Acknowledging His presence as we read and coming with a willingness to give our hearts to Him through Scripture, we discover Him within the pages of the Bible.

Is there a time in your life when you recognized God’s presence with you as you read the Bible?

Carol says:

My first experience with finding God present in His Word came at a difficult time in my life. Really in the middle of a crisis.

I was about five years into my walk with God and I had been a student of His Word. Participated in Bible studies, regular in Sunday school, and practicing daily devotionals and Scripture reading. But what God revealed to me about His Word at this time in my life was… different.

My dad was having a “routine” surgery to replace a heart valve. He told us not to come down, it would all go fine. Well… it didn’t.

The news came through my brother that the surgery was not successful. My dad was in Cardiac ICU receiving full life support. The surgeon was hopeful his heart would strengthen enough to be able to accommodate the new valve, thus the extensive measures to keep him alive until that time. 

None of this was going the way it was supposed to. It was the first time I waited patiently all day, pushing back worry and trusting God. My dad was receiving blood and life-saving measures he never wanted. This was a disaster and it set my heart reeling. I literally felt as if the world was tumbling and I could not get my bearings.

We packed up our three young children and headed to my brother’s house which was not far from the hospital my dad was in. I had absolutely no peace. no comfort. When we arrived, all I wanted to do was to go take a shower.

With three small children, the shower, wherever it was, had become my prayer closet. I cried out to God. And I sensed Him telling me to go to His Word: “Open your Bible…”

Previously, God had sent me to specific Scriptures, chapter and verse. Even before leaving the house that day He had directed me to Psalm 123, which eventually spoke to the situation, but in the moment, I didn’t understand.

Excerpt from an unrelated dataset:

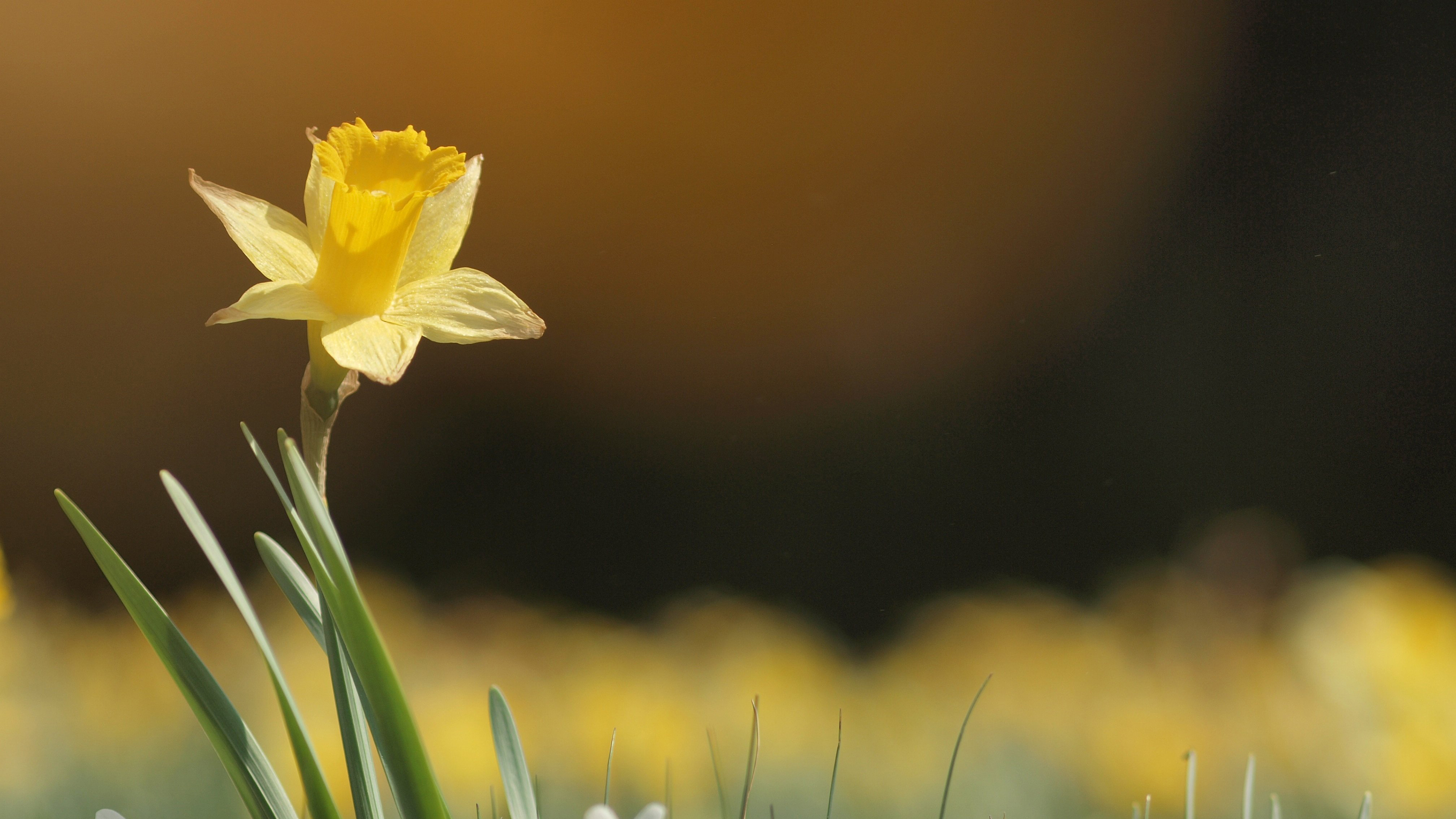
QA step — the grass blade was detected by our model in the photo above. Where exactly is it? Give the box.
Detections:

Quickly getting out of the shower, I dried off and dressed, pulled out my Bible and opened it… I began reading where my eyes landed… on Psalm 103:

Praise the Lord, O my soul; all my inmost being, praise his holy name. Praise the Lord, O my soul, and forget not all his benefits — who forgives all your sins and heals all your diseases, who redeems your life from the pit and crowns you with love and compassion, who satisfies your desires with good things so that your youth is renewed like the eagle’s.

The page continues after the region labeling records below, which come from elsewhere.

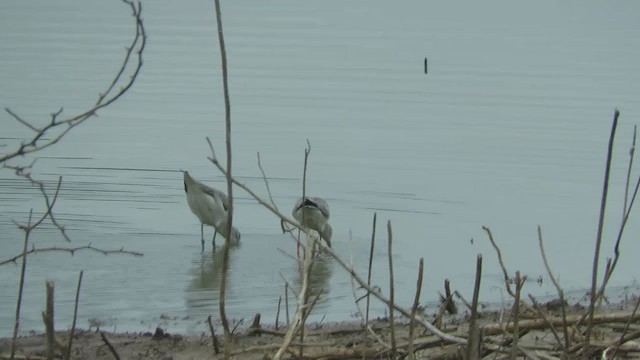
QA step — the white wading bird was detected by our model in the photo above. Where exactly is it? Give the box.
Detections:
[292,197,333,247]
[184,171,240,251]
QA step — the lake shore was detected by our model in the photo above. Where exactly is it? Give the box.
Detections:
[0,299,640,360]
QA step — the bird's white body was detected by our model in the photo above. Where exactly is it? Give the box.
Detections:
[292,197,333,246]
[184,171,240,249]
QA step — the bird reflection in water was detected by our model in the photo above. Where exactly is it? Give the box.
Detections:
[289,250,334,304]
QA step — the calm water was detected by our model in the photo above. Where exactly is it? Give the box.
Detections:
[0,0,640,336]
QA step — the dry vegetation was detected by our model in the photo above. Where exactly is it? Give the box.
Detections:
[0,0,640,359]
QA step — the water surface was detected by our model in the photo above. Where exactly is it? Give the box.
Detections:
[0,0,640,335]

As I read through Psalm 103 — all twenty-two verses — my world stop spinning. My feet found solid ground to stand on. It was the first time, I presented myself to His Word and found Him truly present. The God who is to be praised with all our souls, the One who knows and has compassion and mercy. The One who has all things under control. 

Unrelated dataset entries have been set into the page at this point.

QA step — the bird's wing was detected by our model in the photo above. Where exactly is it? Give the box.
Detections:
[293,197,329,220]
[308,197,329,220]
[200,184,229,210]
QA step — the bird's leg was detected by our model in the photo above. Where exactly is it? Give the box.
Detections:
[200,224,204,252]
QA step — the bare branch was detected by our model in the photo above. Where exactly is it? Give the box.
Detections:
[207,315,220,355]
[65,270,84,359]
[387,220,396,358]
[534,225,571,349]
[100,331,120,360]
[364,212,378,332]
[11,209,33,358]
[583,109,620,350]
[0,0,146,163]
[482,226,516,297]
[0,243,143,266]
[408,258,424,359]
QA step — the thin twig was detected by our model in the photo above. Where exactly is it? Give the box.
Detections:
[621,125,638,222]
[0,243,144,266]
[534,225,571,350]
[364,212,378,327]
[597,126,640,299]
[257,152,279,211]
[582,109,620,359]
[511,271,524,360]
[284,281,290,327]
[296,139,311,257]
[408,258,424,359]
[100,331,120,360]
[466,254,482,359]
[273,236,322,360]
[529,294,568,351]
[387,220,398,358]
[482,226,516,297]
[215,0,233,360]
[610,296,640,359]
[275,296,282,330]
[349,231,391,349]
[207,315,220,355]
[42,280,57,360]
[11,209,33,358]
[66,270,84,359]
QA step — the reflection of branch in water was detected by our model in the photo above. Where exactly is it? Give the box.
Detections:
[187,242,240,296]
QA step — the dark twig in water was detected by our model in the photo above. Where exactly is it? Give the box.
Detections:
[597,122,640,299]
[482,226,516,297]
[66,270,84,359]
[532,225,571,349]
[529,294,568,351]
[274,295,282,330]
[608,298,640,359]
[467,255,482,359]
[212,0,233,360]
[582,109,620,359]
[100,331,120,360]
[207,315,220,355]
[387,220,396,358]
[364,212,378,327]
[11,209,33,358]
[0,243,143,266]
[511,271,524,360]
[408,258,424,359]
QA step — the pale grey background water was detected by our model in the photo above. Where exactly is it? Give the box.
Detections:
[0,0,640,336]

We ask you this week, to present yourself to Scripture, trusting you will find Him present when you do.

We’re focusing on one verse this week, actually for the next four weeks.

“Be still and know that I am God.

I will be exalted among the nations,

I will be exalted in the earth!”

Psalm 46:10

Homework Instruction for Week 1:

  • Present yourself humbly before God in His Word. Ask Him to teach you.
  • Read the Scripture daily.
  • Be present to God by letting go of what you know, what you’ve learned in the past.
  • Listen and be.

At the shop we shared a mini-journal we also offer to you. Create one yourself by clicking the link to the cover and then the pages.

Lectio Divina – Journal Cover (We printed ours on white card stock.)

Lectio Divina – Journal Pages (These pages are designed to be printed two-sided, flipped on the short edge.)

Lord, teach us Your way through Your Word. Bless us with truth. Grow us to be a light glorifying You with our lives. May others see Your love through us.